Not to be left behind, the entertainment industry also rushed to get its finger in the pie. Patriotism pays at the box office, and there is money to be made in war movies. Mumbai-based Indian Motion Pictures Producers’ Association (IMPPA) reportedly saw a spike in registration of titles like ‘Pulwama: The Deadly Attack’, ‘Surgical Strike 2.0’ and ‘Balakot’ over the last few weeks. On 28 February, the day after videos of Varthaman in Pakistan Army’s custody emerged, Ankur Pathak, Bollywood editor at HuffPost rang up the IMPPA to check if the titles ‘Abhinandan’ or ‘Wing Commander Abhinandan’, were available. “It will be gone soon,” he was told, with the suggestion that he speed up his application. For a paltry sum of INR 250, a production house can block a title and later sell it off to a producer with the finances to make the film.
Social media and online theatrics are also being deployed by the state as one more tool in the war of perception. While earlier videos of Varthaman, including one where he was beaten and wounded, were taken down by YouTube on the Indian government’s request, another video, likely recorded by the Pakistani military intelligence, was released on the evening of 1 March, as the pilot was being handed over the to the Indian officials at the Wagah border. His black eye from the previous day still visible, Varthaman is seen dressed in a clean and pressed flight suit, and over a clumsily edited video, calmly describes the manner of his ejection into Pakistani territory, his ‘rescue’ from angry mobs by army personnel, and how well he was treated in custody. Perhaps most important is when, in a deadpan voice, he says that the Indian media is inflammatory, sensationalist, and adds “mirch masala” to ‘spice up’ events and mislead people.
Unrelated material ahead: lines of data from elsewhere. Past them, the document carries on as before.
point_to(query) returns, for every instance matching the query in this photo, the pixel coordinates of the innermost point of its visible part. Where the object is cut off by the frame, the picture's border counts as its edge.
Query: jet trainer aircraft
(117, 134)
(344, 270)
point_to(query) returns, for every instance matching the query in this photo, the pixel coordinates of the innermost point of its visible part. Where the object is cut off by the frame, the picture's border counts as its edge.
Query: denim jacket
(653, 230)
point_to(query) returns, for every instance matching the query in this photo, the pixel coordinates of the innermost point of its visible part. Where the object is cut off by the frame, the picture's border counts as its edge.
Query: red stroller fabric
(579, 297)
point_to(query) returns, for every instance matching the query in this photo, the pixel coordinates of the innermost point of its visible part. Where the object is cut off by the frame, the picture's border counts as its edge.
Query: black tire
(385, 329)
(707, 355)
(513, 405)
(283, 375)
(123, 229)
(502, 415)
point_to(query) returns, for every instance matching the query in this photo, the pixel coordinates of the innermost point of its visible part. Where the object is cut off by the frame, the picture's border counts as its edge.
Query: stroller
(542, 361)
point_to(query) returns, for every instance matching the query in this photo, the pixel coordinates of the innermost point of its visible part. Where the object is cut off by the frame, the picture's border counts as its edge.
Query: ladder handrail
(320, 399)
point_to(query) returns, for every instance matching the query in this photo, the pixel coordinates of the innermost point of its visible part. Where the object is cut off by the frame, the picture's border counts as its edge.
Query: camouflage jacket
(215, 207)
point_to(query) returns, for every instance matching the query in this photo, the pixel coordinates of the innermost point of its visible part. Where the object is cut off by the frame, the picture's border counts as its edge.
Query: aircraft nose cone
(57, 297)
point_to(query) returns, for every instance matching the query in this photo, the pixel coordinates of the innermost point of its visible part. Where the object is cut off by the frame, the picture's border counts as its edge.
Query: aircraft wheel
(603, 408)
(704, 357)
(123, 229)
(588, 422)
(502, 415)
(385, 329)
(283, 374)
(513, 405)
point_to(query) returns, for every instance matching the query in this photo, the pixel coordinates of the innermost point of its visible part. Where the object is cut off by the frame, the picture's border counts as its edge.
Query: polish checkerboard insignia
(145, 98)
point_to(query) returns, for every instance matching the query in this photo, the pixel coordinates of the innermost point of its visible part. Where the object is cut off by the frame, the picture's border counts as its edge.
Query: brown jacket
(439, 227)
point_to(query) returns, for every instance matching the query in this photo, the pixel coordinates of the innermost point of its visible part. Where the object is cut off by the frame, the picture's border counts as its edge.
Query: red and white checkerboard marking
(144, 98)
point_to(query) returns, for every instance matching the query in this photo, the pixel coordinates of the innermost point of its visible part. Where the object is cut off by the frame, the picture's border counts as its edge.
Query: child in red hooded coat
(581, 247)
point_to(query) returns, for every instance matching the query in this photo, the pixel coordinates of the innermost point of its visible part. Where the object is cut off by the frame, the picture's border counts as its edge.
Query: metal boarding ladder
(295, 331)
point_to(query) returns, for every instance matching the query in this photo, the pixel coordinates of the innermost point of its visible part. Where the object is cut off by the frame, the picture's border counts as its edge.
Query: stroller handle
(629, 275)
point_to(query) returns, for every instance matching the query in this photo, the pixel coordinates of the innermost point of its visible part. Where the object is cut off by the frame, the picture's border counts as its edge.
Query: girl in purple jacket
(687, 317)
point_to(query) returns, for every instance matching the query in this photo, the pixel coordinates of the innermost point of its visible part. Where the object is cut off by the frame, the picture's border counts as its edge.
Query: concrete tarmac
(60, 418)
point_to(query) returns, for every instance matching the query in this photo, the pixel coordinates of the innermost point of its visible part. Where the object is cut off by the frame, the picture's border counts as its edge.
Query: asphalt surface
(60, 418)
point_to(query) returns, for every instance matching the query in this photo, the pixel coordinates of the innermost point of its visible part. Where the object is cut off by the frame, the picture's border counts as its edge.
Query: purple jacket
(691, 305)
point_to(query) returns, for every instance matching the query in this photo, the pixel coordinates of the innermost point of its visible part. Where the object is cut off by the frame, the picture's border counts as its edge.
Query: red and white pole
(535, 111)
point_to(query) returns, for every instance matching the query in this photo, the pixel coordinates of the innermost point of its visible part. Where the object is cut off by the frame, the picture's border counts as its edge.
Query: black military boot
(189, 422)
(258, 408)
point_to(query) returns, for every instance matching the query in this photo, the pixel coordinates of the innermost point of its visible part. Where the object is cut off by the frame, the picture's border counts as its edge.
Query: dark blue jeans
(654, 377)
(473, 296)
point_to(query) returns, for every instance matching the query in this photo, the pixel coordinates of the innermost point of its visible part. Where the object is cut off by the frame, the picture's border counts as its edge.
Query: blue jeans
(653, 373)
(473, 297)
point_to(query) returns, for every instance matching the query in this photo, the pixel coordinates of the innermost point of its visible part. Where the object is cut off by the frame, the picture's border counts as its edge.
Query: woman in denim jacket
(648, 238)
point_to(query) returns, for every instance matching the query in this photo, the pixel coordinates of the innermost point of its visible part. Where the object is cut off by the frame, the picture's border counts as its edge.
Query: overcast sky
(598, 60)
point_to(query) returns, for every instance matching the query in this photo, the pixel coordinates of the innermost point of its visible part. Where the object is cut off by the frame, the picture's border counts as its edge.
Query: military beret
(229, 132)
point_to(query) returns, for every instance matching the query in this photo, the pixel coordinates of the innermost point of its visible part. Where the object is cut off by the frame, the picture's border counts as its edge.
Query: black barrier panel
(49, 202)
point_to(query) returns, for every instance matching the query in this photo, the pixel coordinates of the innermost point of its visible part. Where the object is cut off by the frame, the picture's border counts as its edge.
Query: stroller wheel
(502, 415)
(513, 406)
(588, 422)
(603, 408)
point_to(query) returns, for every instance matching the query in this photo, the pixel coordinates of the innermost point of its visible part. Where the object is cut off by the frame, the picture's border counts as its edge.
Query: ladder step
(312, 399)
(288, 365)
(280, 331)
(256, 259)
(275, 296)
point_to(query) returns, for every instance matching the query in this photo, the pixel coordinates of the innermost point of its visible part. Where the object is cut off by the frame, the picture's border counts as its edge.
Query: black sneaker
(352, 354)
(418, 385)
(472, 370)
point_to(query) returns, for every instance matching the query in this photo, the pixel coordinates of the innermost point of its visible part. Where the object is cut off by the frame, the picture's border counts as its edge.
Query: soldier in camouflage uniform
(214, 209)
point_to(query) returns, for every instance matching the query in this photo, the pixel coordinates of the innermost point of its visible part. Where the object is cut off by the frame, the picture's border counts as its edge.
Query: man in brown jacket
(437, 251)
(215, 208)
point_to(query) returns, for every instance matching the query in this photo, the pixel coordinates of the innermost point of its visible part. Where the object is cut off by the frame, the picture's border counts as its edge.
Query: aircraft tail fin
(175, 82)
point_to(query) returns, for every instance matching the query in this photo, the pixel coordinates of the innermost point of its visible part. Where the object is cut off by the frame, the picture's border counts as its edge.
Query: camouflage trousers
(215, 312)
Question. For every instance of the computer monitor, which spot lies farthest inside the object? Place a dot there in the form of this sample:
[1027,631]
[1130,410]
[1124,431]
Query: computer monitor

While we wait in vain for the mainstream media in India and Pakistan to report on the plight of civilians on both sides of the Line of Control and question the establishment, it is worth noting that in a propaganda video recorded by the Pakistan army, it is the Indian media – and not New Delhi – that is the focus of criticism. Whatever be their powers and capabilities, it is a telling comment on the perception of India’s mainstream media and its supposed ability to foment war.
~Laxmi Murthy heads the Hri Institute for Southasian Research and Exchange, and is a Contributing Editor with Himal Southasian. She is currently coordinating a Zubaan-Panos initiative on sexual violence and impunity in Southasia through theatre and other performing arts.